Linux equivs?
Quote from: rabbit on December 11, 2005, 11:54:40 PM
Linux equivs?
If you want a full list of processes running:
$ ps -A
If you want to search for a specific process running:
$ ps -aux | grep <proccess_name>
And if you want to kill a process the "unclean" way:
$ killall -9 <process_name>
That's how I know to do it, anyway. Some of the more linux-literate people may know better ways. :)
ps - Lists processes
ps -aux - Lists all processes
kill - Kills process, you need to get the PID from ps.
kill - 9 - If kill fails, this is the "unclean" way like Sidoh said.

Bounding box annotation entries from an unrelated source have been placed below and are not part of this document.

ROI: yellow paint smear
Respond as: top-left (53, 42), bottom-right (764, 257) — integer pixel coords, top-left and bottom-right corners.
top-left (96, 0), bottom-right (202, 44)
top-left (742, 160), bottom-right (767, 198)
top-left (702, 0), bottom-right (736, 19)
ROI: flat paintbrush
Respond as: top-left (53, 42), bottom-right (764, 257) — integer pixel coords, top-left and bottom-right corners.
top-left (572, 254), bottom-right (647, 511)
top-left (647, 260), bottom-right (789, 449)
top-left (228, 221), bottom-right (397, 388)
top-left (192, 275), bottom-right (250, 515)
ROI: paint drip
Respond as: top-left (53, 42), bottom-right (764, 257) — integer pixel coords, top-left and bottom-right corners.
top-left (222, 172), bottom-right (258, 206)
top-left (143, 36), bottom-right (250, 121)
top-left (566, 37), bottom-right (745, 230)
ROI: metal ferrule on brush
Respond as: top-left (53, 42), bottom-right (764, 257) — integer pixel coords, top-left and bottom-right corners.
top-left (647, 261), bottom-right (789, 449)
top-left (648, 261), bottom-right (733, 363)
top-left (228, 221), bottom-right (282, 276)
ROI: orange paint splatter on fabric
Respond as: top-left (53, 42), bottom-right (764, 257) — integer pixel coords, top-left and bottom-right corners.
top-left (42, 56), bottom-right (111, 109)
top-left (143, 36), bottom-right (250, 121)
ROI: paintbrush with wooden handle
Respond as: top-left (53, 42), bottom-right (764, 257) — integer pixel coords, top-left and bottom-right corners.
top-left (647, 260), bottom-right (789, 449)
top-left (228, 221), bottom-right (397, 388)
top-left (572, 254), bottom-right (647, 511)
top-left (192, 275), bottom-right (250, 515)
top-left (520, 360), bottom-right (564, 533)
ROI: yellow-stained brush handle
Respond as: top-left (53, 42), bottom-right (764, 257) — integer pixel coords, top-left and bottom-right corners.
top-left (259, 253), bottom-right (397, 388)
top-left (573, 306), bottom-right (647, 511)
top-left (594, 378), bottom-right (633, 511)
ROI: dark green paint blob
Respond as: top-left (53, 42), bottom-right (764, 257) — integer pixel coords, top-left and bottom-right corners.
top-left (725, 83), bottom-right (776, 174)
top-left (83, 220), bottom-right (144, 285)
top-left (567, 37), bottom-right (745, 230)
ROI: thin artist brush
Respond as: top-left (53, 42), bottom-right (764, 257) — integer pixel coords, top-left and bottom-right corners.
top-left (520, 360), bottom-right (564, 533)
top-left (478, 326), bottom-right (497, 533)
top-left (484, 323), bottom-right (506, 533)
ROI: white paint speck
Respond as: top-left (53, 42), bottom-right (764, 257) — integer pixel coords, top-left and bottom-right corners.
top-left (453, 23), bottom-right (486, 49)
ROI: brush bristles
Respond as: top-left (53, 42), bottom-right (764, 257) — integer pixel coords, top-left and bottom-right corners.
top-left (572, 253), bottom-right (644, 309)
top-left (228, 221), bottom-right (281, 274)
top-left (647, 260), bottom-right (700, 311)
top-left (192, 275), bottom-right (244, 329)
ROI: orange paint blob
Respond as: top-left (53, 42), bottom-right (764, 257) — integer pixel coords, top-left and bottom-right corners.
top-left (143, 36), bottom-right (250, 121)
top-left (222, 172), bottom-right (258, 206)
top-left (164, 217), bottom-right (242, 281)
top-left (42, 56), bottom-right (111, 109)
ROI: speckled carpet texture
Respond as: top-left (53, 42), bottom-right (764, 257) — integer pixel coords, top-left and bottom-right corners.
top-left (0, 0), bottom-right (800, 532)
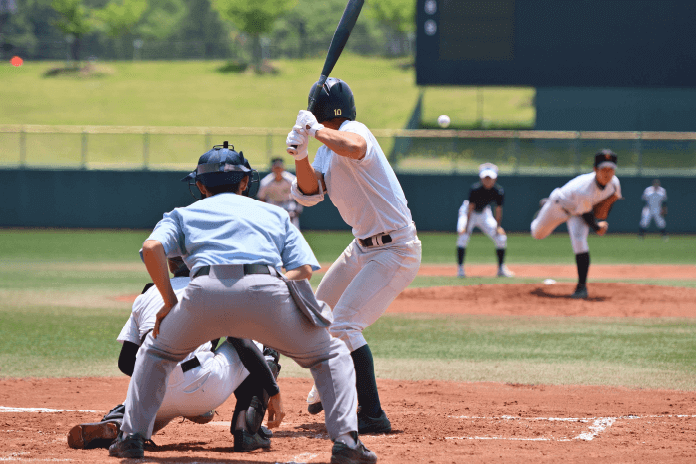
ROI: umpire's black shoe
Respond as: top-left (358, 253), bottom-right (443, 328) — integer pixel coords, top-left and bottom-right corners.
top-left (233, 430), bottom-right (271, 452)
top-left (68, 421), bottom-right (121, 449)
top-left (570, 284), bottom-right (587, 300)
top-left (331, 432), bottom-right (377, 464)
top-left (358, 410), bottom-right (391, 433)
top-left (109, 433), bottom-right (145, 458)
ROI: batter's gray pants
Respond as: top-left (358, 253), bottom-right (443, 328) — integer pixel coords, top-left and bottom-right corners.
top-left (121, 266), bottom-right (358, 440)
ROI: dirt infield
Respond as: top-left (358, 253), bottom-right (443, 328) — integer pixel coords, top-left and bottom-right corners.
top-left (5, 266), bottom-right (696, 464)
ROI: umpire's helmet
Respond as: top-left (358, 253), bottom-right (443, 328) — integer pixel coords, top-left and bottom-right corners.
top-left (309, 77), bottom-right (355, 122)
top-left (181, 141), bottom-right (258, 198)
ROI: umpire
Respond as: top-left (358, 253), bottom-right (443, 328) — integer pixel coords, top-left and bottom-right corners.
top-left (109, 142), bottom-right (377, 464)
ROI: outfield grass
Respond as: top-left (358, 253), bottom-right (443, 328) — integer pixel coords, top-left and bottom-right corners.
top-left (0, 54), bottom-right (534, 168)
top-left (0, 230), bottom-right (696, 390)
top-left (0, 54), bottom-right (534, 129)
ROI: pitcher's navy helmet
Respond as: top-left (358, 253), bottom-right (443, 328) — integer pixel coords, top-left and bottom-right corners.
top-left (309, 77), bottom-right (355, 122)
top-left (181, 141), bottom-right (258, 195)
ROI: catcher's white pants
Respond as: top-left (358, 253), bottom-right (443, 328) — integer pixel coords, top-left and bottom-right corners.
top-left (640, 206), bottom-right (667, 229)
top-left (531, 194), bottom-right (590, 255)
top-left (317, 224), bottom-right (421, 352)
top-left (457, 206), bottom-right (507, 250)
top-left (121, 272), bottom-right (358, 440)
top-left (148, 343), bottom-right (249, 433)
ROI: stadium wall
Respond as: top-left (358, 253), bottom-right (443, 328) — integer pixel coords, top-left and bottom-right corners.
top-left (0, 169), bottom-right (696, 234)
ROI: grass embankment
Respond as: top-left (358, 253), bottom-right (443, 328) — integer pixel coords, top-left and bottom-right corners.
top-left (0, 55), bottom-right (534, 168)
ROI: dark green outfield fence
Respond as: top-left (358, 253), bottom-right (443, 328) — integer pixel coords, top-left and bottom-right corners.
top-left (0, 169), bottom-right (696, 234)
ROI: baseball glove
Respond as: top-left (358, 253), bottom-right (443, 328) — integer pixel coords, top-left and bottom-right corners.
top-left (592, 194), bottom-right (620, 220)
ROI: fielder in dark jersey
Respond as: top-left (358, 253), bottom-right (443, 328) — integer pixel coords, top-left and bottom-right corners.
top-left (457, 163), bottom-right (514, 277)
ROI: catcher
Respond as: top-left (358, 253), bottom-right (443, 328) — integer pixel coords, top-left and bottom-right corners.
top-left (531, 149), bottom-right (621, 298)
top-left (68, 258), bottom-right (284, 451)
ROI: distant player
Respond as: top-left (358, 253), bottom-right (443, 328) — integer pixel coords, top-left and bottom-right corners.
top-left (286, 77), bottom-right (421, 433)
top-left (68, 258), bottom-right (280, 451)
top-left (457, 163), bottom-right (514, 277)
top-left (256, 158), bottom-right (302, 229)
top-left (531, 149), bottom-right (621, 298)
top-left (638, 179), bottom-right (667, 241)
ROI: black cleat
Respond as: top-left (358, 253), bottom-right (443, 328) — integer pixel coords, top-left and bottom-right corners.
top-left (109, 433), bottom-right (145, 458)
top-left (331, 440), bottom-right (377, 464)
top-left (307, 401), bottom-right (324, 414)
top-left (233, 430), bottom-right (271, 452)
top-left (358, 410), bottom-right (391, 433)
top-left (570, 285), bottom-right (587, 300)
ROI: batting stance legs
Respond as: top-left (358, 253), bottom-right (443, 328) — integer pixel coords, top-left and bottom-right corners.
top-left (122, 272), bottom-right (357, 440)
top-left (317, 225), bottom-right (421, 424)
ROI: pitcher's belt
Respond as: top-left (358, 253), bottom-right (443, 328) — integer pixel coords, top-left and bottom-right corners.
top-left (191, 264), bottom-right (275, 279)
top-left (181, 356), bottom-right (201, 372)
top-left (358, 234), bottom-right (392, 248)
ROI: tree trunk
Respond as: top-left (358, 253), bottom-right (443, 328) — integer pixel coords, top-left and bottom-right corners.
top-left (70, 37), bottom-right (82, 66)
top-left (251, 33), bottom-right (262, 71)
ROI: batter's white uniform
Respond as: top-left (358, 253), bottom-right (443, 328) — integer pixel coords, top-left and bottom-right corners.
top-left (256, 171), bottom-right (302, 229)
top-left (292, 121), bottom-right (421, 352)
top-left (118, 277), bottom-right (251, 433)
top-left (531, 172), bottom-right (621, 255)
top-left (457, 200), bottom-right (507, 249)
top-left (640, 185), bottom-right (667, 229)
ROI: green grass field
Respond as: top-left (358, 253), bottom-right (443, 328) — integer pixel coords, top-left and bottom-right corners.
top-left (0, 55), bottom-right (534, 168)
top-left (0, 229), bottom-right (696, 390)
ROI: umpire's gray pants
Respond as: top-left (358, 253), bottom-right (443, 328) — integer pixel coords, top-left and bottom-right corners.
top-left (121, 266), bottom-right (358, 440)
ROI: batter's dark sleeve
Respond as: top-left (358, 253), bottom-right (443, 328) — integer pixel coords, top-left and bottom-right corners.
top-left (118, 342), bottom-right (140, 377)
top-left (227, 337), bottom-right (280, 396)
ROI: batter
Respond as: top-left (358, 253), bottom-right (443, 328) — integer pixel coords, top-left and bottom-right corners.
top-left (286, 77), bottom-right (421, 433)
top-left (109, 142), bottom-right (377, 464)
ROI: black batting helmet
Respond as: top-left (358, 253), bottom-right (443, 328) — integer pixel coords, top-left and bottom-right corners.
top-left (309, 77), bottom-right (355, 122)
top-left (181, 141), bottom-right (258, 198)
top-left (594, 148), bottom-right (618, 169)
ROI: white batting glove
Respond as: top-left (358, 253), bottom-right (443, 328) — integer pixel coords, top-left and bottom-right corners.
top-left (285, 126), bottom-right (309, 161)
top-left (295, 110), bottom-right (324, 137)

top - Lists processes and CPU/Mem usages in realtime
Front-ends(?)
Ksysguard - For KDE
System Monitor - For Gnome
$ ps -aux lists all processes with a bunch of fancy information! :P
$ ps -A is a plain list of processes, but I guess that's not very useful. :)
Quote from: Ergot on December 12, 2005, 12:02:27 AM
ps - Lists processes
ps -aux - Lists all processes
kill - Kills process, you need to get the PID from ps.
kill - 9 - If kill fails, this is the "unclean" way like Sidoh said.
top - Lists processes and CPU/Mem usages in realtime
Front-ends(?)
Ksysguard - For KDE
System Monitor - For Gnome
Beautiful, you stole my answer! :P
Well I don't use Gnome so I don't care :P
"top" is probably what you're looking for
tasklist = top, or ps -aux (That's what I always did.)
kill PID (Process ID) would end a program while following the program's closing procedure, sends the "SIGTERM" signal.
kill -9 PID would end a program with the "SIGKILL" signal, which instantly kills it, without caring what the program has to say about it or wants to do before closing.
"top" can do all of those, and more. And is easier to use. But yes, those are also useful programs :P
Wow I never knew top could kill...
I've never used top, so eh.
Quote from: Krazed on December 12, 2005, 07:48:50 PM
tasklist = top, or ps -aux (That's what I always did.)
kill PID (Process ID) would end a program while following the program's closing procedure, sends the "SIGTERM" signal.
kill -9 PID would end a program with the "SIGKILL" signal, which instantly kills it, without caring what the program has to say about it or wants to do before closing.
Ah...I remember, I think it was Newby, who said "Windows is like 'please stop running now' but Linux is like 'DIE BITCH!'". :P
Quote from: rabbit on December 12, 2005, 09:19:53 PM
Ah...I remember, I think it was Newby, who said "Windows is like 'please stop running now' but Linux is like 'DIE BITCH!'". :P
LMFAO
Quote from: rabbit on December 12, 2005, 09:19:53 PM
Quote from: Krazed on December 12, 2005, 07:48:50 PM
tasklist = top, or ps -aux (That's what I always did.)
kill PID (Process ID) would end a program while following the program's closing procedure, sends the "SIGTERM" signal.
kill -9 PID would end a program with the "SIGKILL" signal, which instantly kills it, without caring what the program has to say about it or wants to do before closing.
Ah...I remember, I think it was Newby, who said "Windows is like 'please stop running now' but Linux is like 'DIE BITCH!'". :P
Haha, yeah, a non-root process can't catch/discard SIGKILL. However, a process running as root can, and a process in kernel mode ignores it.
If you're reading from a harddrive that crashes, so that it gets stuck in an infinite loop in kernel mode, you can't kill it either.